Moreover, medical appointments through video calling has gained traction. Indian startups such as DocsApp, SeeDoc or MUrgency show much potential. Claiming that 72% of health issues can be handled online, video conferences provide medical care in less accessible areas.

Indian startups DocsApp

DocsApp offers consultations with medical specialists within 30 minutes. (Photo by DocsApp)

Indian Startups in Edtech : Digital Learning Platforms to Empower Rural and Semi-Urban Areas

Similarly, education startups are getting more traction this year.

Indian startup Byju’s raised a Series D round of US$50 million in September led by Sequoia Capital and the Chan-Zuckerberg Initiative. This education-based Indian startup raised the highest funding round this year.

Byju’s launched in 2015 with a 15% growth rate.
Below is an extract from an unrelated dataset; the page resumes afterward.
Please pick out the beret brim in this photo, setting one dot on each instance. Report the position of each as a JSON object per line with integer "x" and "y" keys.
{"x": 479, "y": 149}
It claims more than 5.5 million downloads with 250,000 paid yearly subscribers. The company creates learning programs for K-12 students and major exams.

Indian startups byjus

Byju’s makes students learn with engaging videos from India’s best teachers. (Photo from Byju’s)

According to the District Information System for Education of the Union Ministry of Human Resource Development, the academic year 2014-2015 saw 41.55% of primary school staffed by only 2 teachers, 11.62% by one teacher and 0.84% did not have any teacher at all. Hence, this shows the importance of solving the problems plaguing the education system in India.

In addition to Byju’s, other notable Indian startups include English Dost, a mobile app that helps Indians improve their chances in the job market by becoming proficient in spoken English and ConveGenius that works with the state government to expand into more rural areas of India.

In the same vein, infrastructure providing Internet access in the country has shown gradual improvement.

The costs of data and smartphones are lowering. As a result, third of Indian mobile users are to own a smartphone by 2017. Developments have allowed smartphone prices to reach US$ 50-60.

Consequently, new business models have to emerge to bring more of the Indian population online. Jana, an Indian startup that offers advertisers to interact more widely with consumers, has launched a notable business model in which they pay for consumers’ bills. As of today, the Indian startup is the largest provider of free internet globally.